A Google scientist has demonstrated that OpenAI’s GPT-4 large language model (LLM) can assist in breaking some safeguards put around other machine learning models. The research scientist, Nicholas Carlini, explores how AI-Guardian, a defense against adversarial attacks on models, can be undone using GPT-4. Carlini’s paper includes Python code suggested by GPT-4 for defeating AI-Guardian’s efforts to block adversarial attacks. The attacks reduce the robustness of AI-Guardian from 98 percent to just 8 percent. AI-Guardian, developed by Hong Zhu, Shengzhi Zhang, and Kai Chen, aims to prevent adversarial examples from tricking machine learning models. However, Carlini and GPT-4 were able to identify the backdoor trigger function used by AI-Guardian and construct adversarial examples to bypass it.

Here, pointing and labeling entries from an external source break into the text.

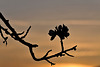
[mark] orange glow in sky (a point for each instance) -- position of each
(72, 65)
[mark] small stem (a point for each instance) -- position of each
(62, 45)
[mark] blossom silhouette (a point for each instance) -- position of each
(61, 31)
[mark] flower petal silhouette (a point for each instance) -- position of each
(61, 31)
(52, 34)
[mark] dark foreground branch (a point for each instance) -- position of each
(16, 37)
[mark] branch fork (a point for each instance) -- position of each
(18, 37)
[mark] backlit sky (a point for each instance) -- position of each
(81, 16)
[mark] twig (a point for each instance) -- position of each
(16, 37)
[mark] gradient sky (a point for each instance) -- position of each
(81, 16)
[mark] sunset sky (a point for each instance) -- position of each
(81, 16)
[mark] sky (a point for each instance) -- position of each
(82, 17)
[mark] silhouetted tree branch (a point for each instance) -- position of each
(61, 31)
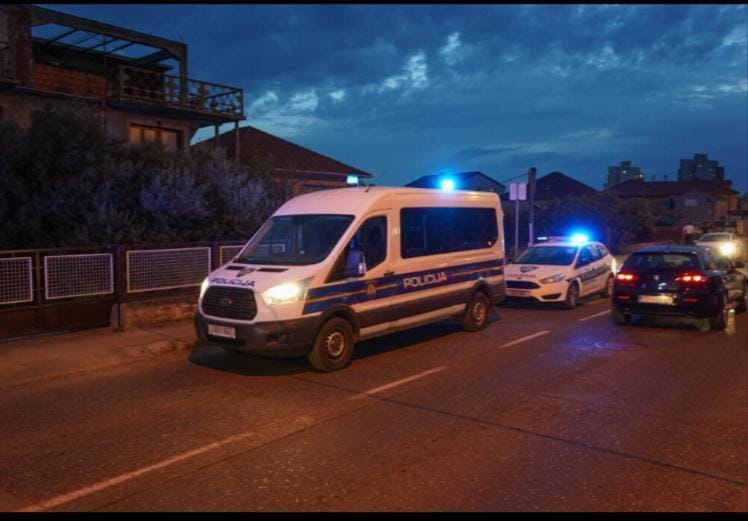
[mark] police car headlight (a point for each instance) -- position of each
(552, 279)
(204, 287)
(727, 248)
(286, 293)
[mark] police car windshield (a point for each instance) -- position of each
(715, 237)
(552, 255)
(296, 240)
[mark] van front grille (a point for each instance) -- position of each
(521, 284)
(236, 303)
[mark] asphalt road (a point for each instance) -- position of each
(544, 410)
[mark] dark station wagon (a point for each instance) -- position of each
(688, 281)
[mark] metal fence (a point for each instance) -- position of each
(65, 288)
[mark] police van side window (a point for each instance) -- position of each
(431, 231)
(371, 239)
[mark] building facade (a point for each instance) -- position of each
(303, 169)
(680, 202)
(136, 84)
(700, 168)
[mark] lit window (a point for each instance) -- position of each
(169, 139)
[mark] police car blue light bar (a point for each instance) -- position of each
(447, 184)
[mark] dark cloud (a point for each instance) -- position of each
(577, 87)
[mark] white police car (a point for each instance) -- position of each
(561, 270)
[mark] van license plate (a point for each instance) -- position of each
(224, 331)
(656, 299)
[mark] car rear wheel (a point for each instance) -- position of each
(572, 295)
(719, 321)
(608, 289)
(476, 313)
(743, 302)
(333, 346)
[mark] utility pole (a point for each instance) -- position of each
(531, 189)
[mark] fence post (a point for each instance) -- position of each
(39, 290)
(120, 267)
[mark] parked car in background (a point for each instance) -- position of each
(690, 281)
(728, 244)
(561, 271)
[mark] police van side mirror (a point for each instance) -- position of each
(355, 264)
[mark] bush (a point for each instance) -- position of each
(63, 182)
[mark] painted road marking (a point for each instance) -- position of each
(595, 315)
(528, 337)
(398, 382)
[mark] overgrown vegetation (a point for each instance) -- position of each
(63, 182)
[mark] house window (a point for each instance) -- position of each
(167, 138)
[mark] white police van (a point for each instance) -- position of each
(334, 267)
(561, 270)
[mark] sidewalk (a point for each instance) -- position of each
(60, 355)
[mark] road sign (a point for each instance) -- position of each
(517, 191)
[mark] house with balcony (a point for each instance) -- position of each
(137, 84)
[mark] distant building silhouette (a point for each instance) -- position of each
(624, 172)
(700, 168)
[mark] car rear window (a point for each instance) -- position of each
(661, 260)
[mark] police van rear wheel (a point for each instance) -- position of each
(333, 346)
(476, 313)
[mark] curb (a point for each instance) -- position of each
(134, 355)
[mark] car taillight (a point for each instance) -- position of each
(691, 278)
(624, 277)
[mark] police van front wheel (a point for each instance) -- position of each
(476, 313)
(333, 346)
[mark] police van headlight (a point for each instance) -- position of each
(552, 279)
(286, 293)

One potential issue with Carlini’s approach is that it requires access to the confidence vector from the defense model, which may not always be available in real-world scenarios. Zhang mentioned that they have worked on an improved prototype system that is not vulnerable to Carlini’s approach. Despite its potential limitations, Carlini’s work demonstrates how GPT-4 can quickly and coherently describe attack methods and solutions. The research emphasizes the value of working with GPT-4 as a coding assistant.

Carlini stated that the purpose of his work was more about demonstrating the value of LLM assistants rather than showcasing a novel attack technique. He acknowledges that manually crafting an attack algorithm would have been faster, but the ability to communicate with a machine learning model over natural language and perform an attack is both surprising and concerning. The research highlights the potential capabilities and concerns associated with the collaboration between humans and AI language models like GPT-4.